Verses in tune with the heartbeat
In an earlier blog, I had written about my conversion of iambic pentameter as a beautiful form of poetry widely used in the English language – a metre of unstressed/stressed syllables in tune with the heart beat.
I picked out some of my favourite verses in poetry, not knowing beforehand whether these poems were free form or the poet engaged in the discipline of the metre. All these engaged in the discipline as the basis for the poem with a little variation. I asked Jenny in Totnes to look at the verses. The poets have deliberately used some minor irregularites.
Iambic tetrametre (four beats):
She walks /in beau/ty; like /the night
Of cloudless climes and starry skies
And all that’s best of dark and bright
Meet in her aspect and her eyes [note: trochee at beginning of line – even Byron isn’t always regular, it gives more emphasis to ‘meet’. ‘…and her’ is perhaps pyrrhic]
Thus mellowed to that tender light […’to that’ is also rather pyrrhic]
Which to gaudy day denies. [there is a light syllable missing at start of line; Stephen F might have some other examples of this.]
Lord Byron.
There is a certain number of stresses per line.

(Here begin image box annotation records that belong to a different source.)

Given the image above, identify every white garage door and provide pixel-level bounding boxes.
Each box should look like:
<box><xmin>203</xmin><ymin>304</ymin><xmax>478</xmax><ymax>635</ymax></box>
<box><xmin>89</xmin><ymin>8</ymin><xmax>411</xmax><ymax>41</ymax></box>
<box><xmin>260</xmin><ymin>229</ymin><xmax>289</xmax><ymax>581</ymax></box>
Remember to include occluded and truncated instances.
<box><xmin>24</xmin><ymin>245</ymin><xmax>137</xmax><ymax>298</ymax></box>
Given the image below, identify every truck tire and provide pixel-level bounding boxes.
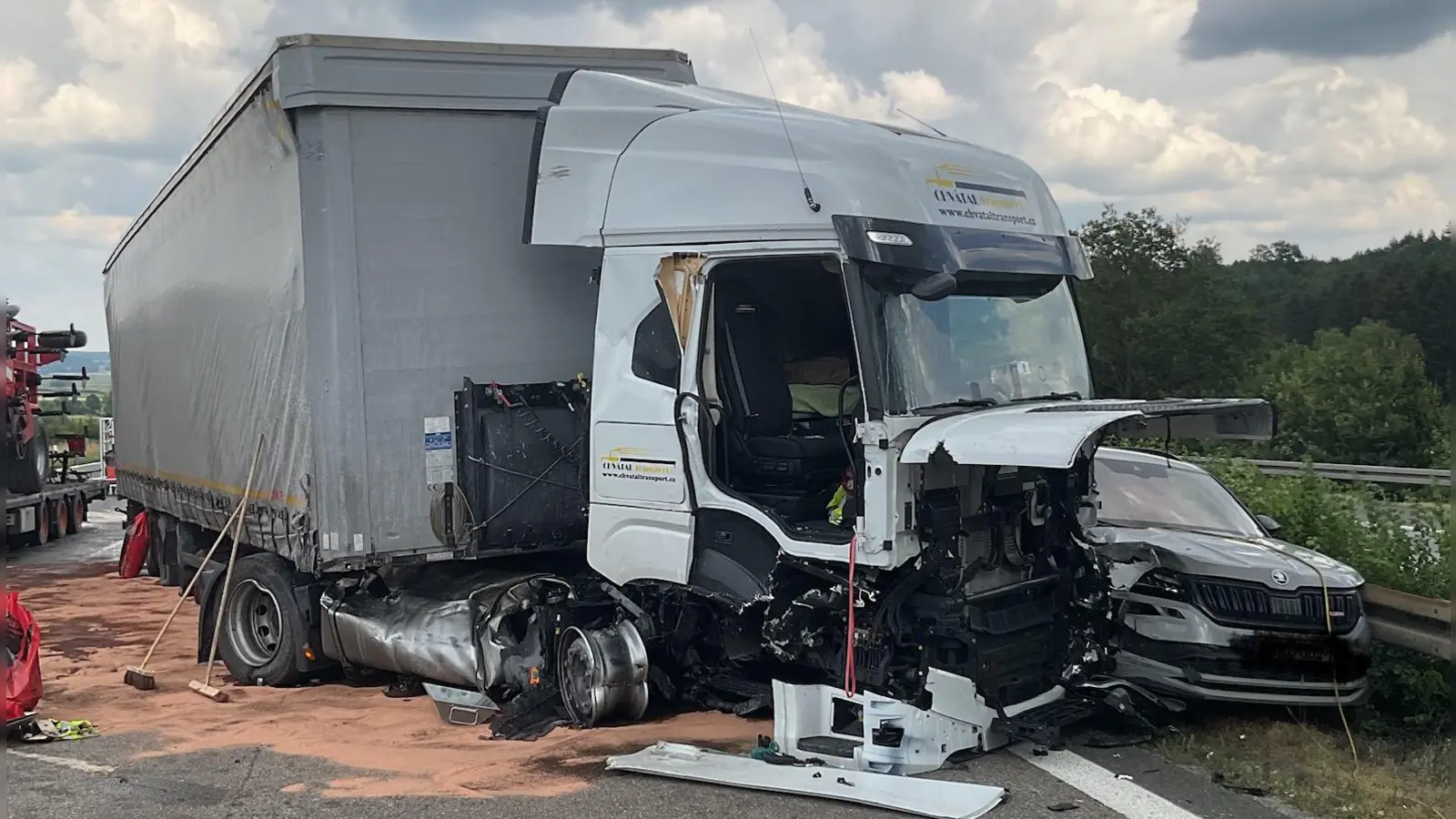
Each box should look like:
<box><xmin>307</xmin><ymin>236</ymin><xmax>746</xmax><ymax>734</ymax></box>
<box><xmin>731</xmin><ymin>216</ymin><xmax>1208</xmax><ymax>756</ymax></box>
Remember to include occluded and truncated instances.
<box><xmin>217</xmin><ymin>554</ymin><xmax>308</xmax><ymax>688</ymax></box>
<box><xmin>7</xmin><ymin>426</ymin><xmax>51</xmax><ymax>495</ymax></box>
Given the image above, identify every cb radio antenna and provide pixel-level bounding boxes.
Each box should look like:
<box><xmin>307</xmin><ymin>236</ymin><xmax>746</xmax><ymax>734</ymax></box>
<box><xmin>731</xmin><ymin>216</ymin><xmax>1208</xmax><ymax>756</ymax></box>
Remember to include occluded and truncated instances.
<box><xmin>748</xmin><ymin>27</ymin><xmax>820</xmax><ymax>213</ymax></box>
<box><xmin>895</xmin><ymin>108</ymin><xmax>951</xmax><ymax>138</ymax></box>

I will arise and go now, and go to Innisfree
and a small cabin build there, of clay and wattles made
nine bean rows will I have there, a hive for the honey bee
and live alone in the bee-loud glade.
WB. Yeats.
This seems to be close to iambic tetrametre too but with some irregularities (anapaests, underlined]:
Two roads diverged in a yellow wood
And sorry I could not travel both
And be one traveller, long I stood,
And looked down one as far I could [should it be as far as I could?]

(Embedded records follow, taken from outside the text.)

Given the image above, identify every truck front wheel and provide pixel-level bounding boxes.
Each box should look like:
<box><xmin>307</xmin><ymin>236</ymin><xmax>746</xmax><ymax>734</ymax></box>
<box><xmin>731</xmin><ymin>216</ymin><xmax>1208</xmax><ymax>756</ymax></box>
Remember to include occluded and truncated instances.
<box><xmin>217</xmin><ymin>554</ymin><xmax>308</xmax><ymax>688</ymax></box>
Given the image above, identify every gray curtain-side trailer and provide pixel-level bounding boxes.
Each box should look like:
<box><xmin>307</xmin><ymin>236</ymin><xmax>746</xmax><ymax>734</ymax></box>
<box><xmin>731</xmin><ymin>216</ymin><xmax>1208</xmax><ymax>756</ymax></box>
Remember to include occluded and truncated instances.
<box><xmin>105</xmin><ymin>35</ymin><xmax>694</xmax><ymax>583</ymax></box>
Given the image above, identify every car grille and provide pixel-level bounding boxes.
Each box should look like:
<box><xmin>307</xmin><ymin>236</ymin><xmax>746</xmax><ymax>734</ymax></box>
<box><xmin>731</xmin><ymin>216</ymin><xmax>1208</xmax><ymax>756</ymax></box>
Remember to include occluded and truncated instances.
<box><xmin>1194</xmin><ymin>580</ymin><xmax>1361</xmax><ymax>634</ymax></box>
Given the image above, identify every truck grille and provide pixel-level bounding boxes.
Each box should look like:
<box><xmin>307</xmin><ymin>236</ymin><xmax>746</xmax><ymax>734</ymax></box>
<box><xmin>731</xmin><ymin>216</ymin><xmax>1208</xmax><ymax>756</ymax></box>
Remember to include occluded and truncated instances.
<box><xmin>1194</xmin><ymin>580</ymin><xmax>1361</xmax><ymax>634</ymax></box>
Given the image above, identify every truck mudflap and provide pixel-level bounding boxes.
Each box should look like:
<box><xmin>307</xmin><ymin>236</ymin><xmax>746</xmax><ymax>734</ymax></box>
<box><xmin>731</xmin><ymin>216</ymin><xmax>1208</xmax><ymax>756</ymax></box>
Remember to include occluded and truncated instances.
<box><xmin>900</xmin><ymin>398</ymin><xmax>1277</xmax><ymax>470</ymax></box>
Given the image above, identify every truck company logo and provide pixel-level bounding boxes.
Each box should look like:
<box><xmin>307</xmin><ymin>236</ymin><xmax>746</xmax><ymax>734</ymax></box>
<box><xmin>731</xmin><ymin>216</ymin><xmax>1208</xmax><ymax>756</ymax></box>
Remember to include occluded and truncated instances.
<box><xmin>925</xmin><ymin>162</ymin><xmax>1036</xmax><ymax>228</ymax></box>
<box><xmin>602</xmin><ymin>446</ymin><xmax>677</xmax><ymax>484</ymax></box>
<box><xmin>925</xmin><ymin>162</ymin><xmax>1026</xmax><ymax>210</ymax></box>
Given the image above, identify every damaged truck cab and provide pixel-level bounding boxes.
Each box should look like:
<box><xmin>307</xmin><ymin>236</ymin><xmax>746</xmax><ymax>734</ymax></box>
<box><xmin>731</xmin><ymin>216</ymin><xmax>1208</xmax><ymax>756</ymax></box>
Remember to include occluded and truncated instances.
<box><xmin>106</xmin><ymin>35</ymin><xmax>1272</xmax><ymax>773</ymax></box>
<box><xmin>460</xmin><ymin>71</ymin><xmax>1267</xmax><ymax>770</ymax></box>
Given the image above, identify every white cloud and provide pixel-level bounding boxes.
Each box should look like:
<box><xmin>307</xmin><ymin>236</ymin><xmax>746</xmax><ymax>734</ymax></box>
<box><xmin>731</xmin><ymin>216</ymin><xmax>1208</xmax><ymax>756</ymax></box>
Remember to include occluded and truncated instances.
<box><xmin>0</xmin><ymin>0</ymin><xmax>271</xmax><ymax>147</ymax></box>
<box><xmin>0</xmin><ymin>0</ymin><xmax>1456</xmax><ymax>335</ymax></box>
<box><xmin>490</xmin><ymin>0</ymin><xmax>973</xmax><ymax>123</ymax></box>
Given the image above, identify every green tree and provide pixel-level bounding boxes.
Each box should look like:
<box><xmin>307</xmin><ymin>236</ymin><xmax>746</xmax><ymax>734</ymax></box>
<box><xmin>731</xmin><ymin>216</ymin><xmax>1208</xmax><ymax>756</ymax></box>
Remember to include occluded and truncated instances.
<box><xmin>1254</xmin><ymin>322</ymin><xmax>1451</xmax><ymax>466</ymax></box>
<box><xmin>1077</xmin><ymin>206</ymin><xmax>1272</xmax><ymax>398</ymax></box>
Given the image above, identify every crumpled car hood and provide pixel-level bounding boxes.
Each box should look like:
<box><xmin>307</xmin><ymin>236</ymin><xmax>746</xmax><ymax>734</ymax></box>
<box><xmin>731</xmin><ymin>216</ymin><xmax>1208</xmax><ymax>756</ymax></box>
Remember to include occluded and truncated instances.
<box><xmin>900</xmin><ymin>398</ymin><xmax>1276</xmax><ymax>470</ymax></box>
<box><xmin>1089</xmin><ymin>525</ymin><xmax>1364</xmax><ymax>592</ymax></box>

To where it bent in the undergrowth.
Robert Frost.
This is pure iambic pentameter, alternating feminine and masculine endings – giving a sense of firmness at the end of every alternate line.

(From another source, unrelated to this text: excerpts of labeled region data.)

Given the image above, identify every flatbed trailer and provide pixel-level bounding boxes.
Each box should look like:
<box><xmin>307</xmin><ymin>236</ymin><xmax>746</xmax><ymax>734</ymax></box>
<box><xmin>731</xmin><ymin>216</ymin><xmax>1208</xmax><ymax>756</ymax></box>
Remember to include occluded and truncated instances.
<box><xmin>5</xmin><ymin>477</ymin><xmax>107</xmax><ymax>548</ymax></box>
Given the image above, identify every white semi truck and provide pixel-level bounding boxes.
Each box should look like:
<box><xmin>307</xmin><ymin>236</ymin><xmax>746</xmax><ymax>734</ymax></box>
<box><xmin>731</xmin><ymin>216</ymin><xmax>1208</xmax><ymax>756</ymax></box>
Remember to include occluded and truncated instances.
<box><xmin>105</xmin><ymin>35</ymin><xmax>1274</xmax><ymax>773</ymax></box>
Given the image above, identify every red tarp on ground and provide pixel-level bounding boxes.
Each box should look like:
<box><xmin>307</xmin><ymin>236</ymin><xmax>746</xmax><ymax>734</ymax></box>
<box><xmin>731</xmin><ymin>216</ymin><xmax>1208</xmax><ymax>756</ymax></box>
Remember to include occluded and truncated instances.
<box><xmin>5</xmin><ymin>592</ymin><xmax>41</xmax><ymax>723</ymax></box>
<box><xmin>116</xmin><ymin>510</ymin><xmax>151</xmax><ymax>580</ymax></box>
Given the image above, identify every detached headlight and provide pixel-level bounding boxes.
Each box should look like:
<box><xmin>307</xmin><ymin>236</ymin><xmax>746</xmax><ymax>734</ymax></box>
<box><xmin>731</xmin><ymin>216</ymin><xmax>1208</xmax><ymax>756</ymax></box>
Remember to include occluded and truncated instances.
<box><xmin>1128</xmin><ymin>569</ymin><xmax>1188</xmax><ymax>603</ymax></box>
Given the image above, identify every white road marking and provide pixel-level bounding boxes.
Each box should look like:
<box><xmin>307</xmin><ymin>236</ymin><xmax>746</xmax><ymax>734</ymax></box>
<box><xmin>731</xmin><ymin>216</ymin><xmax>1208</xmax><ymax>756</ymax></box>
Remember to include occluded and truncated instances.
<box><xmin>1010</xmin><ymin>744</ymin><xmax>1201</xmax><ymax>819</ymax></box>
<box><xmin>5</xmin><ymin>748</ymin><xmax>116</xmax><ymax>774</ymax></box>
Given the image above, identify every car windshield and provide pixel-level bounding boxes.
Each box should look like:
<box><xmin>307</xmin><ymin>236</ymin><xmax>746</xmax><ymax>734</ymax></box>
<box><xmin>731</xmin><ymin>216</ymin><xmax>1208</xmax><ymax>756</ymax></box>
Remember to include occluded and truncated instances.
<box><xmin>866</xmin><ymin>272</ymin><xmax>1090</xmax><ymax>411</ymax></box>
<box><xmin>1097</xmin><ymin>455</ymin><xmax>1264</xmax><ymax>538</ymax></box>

If you can dream and not make dreams your master
If you can think and not make thoughts your aim
If you can meet with triumph and disaster
And treat those two imposters just the same.
Rudyard Kipling.
Iambic tetrameter again:
I wandered lonely as a cloud
That floats on high o’er vales and hills
When all at once I saw a crowd,
A host of golden daffodils.
Wordsworth.
Basically iambic pentameter but with some variations,
Turning/and turn/ing in /the wide/ning gyre [one trochee and four iambs]
The falc/on can/not hear /the falc/oner [four iambs and final pyrrhic]
Things fall /apart,/ the cent/re can/not hold [five iambs]
Mere an/archy /is loose /upon /the world [five iambs]
W.B.Yeats.
Unstressed/stressed syllable form for 10 syllables harmonises with the heart beat and natural length of receptivity per line. I continue to change my poems into such forms – with some irregularities, not always intentional.